Letter from Francis William Heyward to his mother concerning a recent sojourn to Battery Wagner on Morris Island, probably written in 1863. Francis relates to his mother the dangers of his recent trip to the battery claiming "the enemy fired their shots so beautifully," and how he endured six nights of shelling while stationed there. Afterwards, Francis "went to the city for a day, and I met Pa at the Mills House." 3p.
Letter from William Henry Heyward to James B. Heyward concerning granting power of attorney to satisfy some mortgages while one of the parties involved is in Charleston.

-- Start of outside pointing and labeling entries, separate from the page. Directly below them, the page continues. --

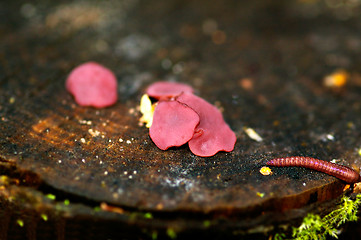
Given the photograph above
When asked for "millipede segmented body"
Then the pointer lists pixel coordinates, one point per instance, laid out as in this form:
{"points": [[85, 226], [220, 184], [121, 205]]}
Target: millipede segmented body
{"points": [[342, 172]]}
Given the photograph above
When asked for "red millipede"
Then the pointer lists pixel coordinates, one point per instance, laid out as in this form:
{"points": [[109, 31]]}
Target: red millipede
{"points": [[342, 172]]}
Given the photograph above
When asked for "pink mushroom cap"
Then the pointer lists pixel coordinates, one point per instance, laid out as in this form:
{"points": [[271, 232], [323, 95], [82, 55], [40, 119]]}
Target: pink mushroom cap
{"points": [[173, 124], [92, 84], [212, 133], [168, 90]]}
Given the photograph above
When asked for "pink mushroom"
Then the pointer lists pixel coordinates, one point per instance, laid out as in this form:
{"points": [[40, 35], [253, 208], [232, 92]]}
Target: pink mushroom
{"points": [[166, 90], [173, 124], [91, 84], [182, 117], [212, 134]]}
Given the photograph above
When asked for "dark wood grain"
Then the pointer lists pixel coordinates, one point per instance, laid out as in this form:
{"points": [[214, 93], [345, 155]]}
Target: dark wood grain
{"points": [[263, 66]]}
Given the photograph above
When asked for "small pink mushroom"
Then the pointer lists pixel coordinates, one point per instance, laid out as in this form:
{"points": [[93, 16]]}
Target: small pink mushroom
{"points": [[182, 117], [91, 84], [166, 90], [212, 134], [173, 124]]}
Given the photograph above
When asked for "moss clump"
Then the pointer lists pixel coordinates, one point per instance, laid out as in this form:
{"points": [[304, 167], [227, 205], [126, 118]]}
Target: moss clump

Mortgages include several slaves and Fife Plantation. 2p.
Letter from Frank Myers to James B. Heyward informing him that Myers' medical exemptions for service have been revoked and he "will soon leave for the army of Tennessee." He offers James the service of his overseer, Pagett, writing that the slaves "will be much better pleased with him I think than they at present are" claiming their current overseer, Rawlinson, "has endeavored to predjudice (sic) them to him." 2p.
Letter from Frank Myers to James B. Heyward informing him that he should look for another overseer because he is appealing the revocation of his medical exemption for service and that he may need to use the overseer that he had previously offered James. 2p.
Three receipts for confederate bonds issued to the holder under the "Act to reduce the Currency." All of the receipts are notarized on the reverse and two of them are, in return, transferred to pay taxes. 6p.
Letter from H.L. Elliott to James B. Heyward concerning an ongoing disagreement between Heyward and Frank Myers about payment of rent in "present currency." At the time the agreement was made "little distinction was made between confederate currency and Bank Notes." 2p.
Letter from James B. Heyward to Frank Myers informing him that he most likely will rent his property again but wants time to look for another place "where I may have greater hopes of health and profit." 2p.